I’ve always loved historical fiction. I think what started me on the kick was Edward Eager’s Half-Magic, one of the first “real” books I read as a kid. In it, the characters referred frequently to Ivanhoe. A few years later, I stumbled on Sir Walter Scott’s classic in our junior high school library and couldn’t wait to read it for myself. I followed this up with some of Scott’s other novels, then The Three Musketeers and its sequels, and later on, stories about Tudor queens: Mary Queen of Scots, Elizabeth I, and the hapless wives of King Henry VIII.
More recently, I’ve become enamored of historical mysteries. Colleagues at work introduced me to Sharan Newman‘s wonderful medieval series set in twelfth-century France, featuring Catherine LeVendeur, bookish daughter of a Parisian merchant.
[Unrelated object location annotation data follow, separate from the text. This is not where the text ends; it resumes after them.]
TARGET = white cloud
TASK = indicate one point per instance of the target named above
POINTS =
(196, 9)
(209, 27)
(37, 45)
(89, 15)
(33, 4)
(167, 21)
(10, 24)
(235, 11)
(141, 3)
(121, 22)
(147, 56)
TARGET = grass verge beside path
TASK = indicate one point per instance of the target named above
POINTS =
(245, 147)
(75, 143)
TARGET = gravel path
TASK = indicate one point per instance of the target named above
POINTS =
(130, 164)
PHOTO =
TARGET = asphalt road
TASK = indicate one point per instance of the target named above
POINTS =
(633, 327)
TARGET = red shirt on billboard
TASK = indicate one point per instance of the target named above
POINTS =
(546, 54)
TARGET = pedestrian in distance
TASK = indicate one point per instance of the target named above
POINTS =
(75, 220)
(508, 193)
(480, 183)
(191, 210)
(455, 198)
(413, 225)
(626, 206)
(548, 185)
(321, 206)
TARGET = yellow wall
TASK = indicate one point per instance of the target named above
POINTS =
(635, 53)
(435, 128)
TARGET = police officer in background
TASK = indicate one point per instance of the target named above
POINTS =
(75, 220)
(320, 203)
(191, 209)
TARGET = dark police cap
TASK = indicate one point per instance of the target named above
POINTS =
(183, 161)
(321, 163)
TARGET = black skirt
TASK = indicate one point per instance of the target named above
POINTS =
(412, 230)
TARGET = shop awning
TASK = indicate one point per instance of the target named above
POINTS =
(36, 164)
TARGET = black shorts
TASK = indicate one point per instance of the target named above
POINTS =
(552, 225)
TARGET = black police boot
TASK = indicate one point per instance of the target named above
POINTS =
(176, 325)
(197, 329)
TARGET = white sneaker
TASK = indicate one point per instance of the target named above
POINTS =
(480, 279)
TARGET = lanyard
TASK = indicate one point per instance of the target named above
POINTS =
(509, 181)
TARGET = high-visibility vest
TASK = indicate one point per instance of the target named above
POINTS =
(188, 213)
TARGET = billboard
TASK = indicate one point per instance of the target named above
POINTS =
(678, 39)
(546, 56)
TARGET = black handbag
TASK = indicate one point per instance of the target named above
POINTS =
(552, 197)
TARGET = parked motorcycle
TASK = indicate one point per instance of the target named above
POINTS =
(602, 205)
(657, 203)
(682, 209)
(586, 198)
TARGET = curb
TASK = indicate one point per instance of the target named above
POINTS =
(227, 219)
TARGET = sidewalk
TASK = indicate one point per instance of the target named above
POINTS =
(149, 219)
I discovered Barbara Hambly‘s A Free Man of Color and learned about the free black men and women who lived in New Orleans in the early nineteenth century, a fascinating culture I’d not known even existed. A new fave is Jeri Westerson‘s Crispin Guest series that takes place in Chaucer’s England, its hero a delightful mix of Philip Marlowe and Errol Flynn.
There’s room for all kinds here, all sorts of tones and moods, from romps through the desert with Elizabeth Peters‘ indomitable Amelia Peabody to the more somber hues of a trip through ancient Rome escorted by Steven Saylor‘s Gordianus the Finder.
I love these books because I love fiction that takes me to new places, to times that are so unlike our own. Yet the human element remains the same from age to age, and it’s endlessly intriguing to see how those who lived in other centuries had to deal with the universals that we all face: finding love, making a living, dealing with times of crisis.
What are your favorite historical novels? I’d love to add them to my list.